Fraud examination and forensic accounting programs, a relatively new trend in higher education, transcend traditional accounting courses and prepare students with novel and specialized fraud examination skills. As reported in the September/October 2011 Fraud EDge column, colleges and universities offer more than 50 multi-course programs in the U.S., up from only a handful in 2003.

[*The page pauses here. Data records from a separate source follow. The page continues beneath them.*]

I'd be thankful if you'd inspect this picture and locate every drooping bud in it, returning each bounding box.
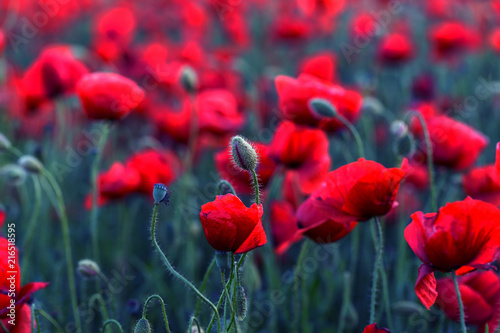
[231,135,258,171]
[76,259,101,279]
[17,155,43,174]
[309,98,337,118]
[180,65,198,94]
[134,318,153,333]
[153,183,170,206]
[0,164,26,186]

Anti-fraud courses train students to think critically, while often providing hands-on experiences with seasoned specialists who make a living catching fraudsters. Experiential training and skill acquisition are vital for professionals who want to make a living preventing, deterring and apprehending fraudsters. This column explores the value anti-fraud graduates can bring to business environments and how anti-fraud education can benefit students.

EMPLOYERS' PERSPECTIVES 

Over time, criminals become more creative and challenge auditors' abilities to detect well-concealed fraudulent activities. A professional who lacks anti-fraud training may approve a company's yearly ledgers without looking below the surface. However, a trained fraud examiner can uncover a pattern of illegitimate transactions and a related cover-up. Anti-fraud practitioners take professional skepticism to new levels. Anti-fraud programs develop critical thinking, investigative tenacity and the necessary communication skills to explain complex fraud schemes in simple language to law enforcement, prosecutors, attorneys and jurors.

Nevertheless, many of the more than 60,000 Fraud Magazine readers might ask: "If I hire an entry-level person (albeit trained in anti-fraud methods), instead of an experienced professional, what's the value to my organization?" Let's hear from some of the employers who make these decisions.

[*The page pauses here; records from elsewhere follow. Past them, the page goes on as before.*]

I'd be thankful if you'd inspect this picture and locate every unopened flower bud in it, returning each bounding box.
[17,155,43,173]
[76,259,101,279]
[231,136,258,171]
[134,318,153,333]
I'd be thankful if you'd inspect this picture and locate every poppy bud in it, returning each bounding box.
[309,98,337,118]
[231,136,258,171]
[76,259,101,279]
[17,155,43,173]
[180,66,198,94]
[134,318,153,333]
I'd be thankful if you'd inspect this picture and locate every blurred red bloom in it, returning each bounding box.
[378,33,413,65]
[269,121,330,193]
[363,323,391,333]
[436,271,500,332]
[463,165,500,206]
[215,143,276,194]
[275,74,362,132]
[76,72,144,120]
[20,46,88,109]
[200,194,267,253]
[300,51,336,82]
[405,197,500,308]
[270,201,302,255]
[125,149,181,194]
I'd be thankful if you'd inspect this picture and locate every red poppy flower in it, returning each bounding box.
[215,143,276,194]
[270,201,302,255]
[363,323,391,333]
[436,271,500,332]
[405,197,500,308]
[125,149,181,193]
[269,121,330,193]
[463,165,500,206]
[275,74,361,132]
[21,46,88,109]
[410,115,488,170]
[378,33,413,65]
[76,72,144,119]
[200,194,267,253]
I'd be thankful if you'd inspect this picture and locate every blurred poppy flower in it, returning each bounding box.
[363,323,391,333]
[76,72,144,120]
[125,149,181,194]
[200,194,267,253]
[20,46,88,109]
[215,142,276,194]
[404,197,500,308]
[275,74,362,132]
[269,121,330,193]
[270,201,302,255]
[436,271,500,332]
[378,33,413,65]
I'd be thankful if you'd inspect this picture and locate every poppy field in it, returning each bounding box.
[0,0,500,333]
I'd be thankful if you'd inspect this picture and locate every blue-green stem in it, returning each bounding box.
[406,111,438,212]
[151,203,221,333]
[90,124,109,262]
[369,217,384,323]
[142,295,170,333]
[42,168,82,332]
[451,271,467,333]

Franco Frande is chief of financial investigations for the U.S. Bureau of Alcohol, Tobacco, Firearms and Explosives (ATF) and an executive-in-residence professor at West Virginia University. Some of the benefits he has experienced with new hires who have quality anti-fraud training include:
  
  • Shorter on-the-job learning curves. 
  • Increased confidence on investigative assignments. 
  • Accelerated exposure to more advanced fraud schemes. 
  • Expert testimony skills. 
  • Advanced audit abilities. 
  • More complete data analysis skills. 
  • Networks of other professionals in specialized fields. 
  • Experience in working with professionals from non-accounting fields. 
 
Darryl Neier is a graduate of Utica College's Master of Science Program in economic crime management and a partner in charge at Sobel & Company's Forensic Accounting/Litigation Services Group.

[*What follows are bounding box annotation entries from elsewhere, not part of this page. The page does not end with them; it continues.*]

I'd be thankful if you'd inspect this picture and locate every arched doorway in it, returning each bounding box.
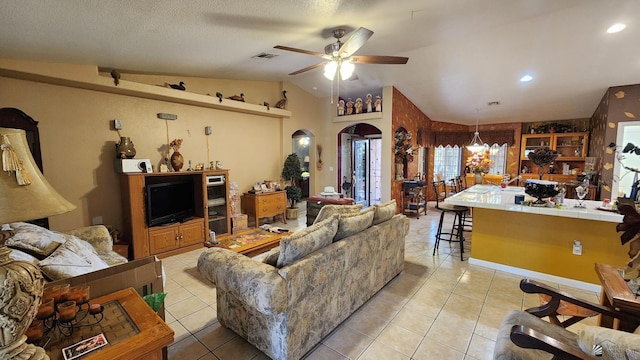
[291,130,312,199]
[338,123,382,207]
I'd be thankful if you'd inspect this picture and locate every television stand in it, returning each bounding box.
[120,170,231,259]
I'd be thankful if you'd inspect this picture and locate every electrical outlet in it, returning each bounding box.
[573,240,582,255]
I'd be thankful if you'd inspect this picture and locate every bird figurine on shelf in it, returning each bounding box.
[165,81,187,91]
[228,93,244,102]
[111,69,120,86]
[275,90,287,109]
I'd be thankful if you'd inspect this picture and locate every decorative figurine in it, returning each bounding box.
[364,94,373,112]
[355,98,362,114]
[338,99,344,116]
[373,95,382,111]
[347,98,353,115]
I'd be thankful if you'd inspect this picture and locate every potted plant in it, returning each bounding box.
[282,153,302,219]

"Our new hires from fraud examination and forensic accounting programs have an idea of our role in investigative engagements and better understand the end game," he says. "Our work could end up in court, so every detail matters; every rock must be turned over and examined.

"While our young people are more likely to start with relatively narrow tasks, such as spreadsheet analysis rather than dealing with clients, the graduates of specialized anti-fraud programs better appreciate our role. We cannot afford to be wrong; the detail must be there," he says.

According to Neier, graduates of anti-fraud programs possess sensitivity for legal issues, rights of individuals and the details of completing a thorough investigation. The knowledge and the experience gained in their programs help them to be more motive, more quickly.

Hands-on experiences, such as mock trials and crime scene raids (crime scene investigation — financial or CSI-F), are common among the country's top anti-fraud educational programs. This gives future professionals a chance to "be" anti-fraud professionals, even if only in simulated settings. That experience makes all the difference when graduates embark on investigative trails for their employers.

Neier expects his new hires from specialized programs, especially those with little on-the-job experiences, to spend at least a few weeks on traditional audit and tax engagements.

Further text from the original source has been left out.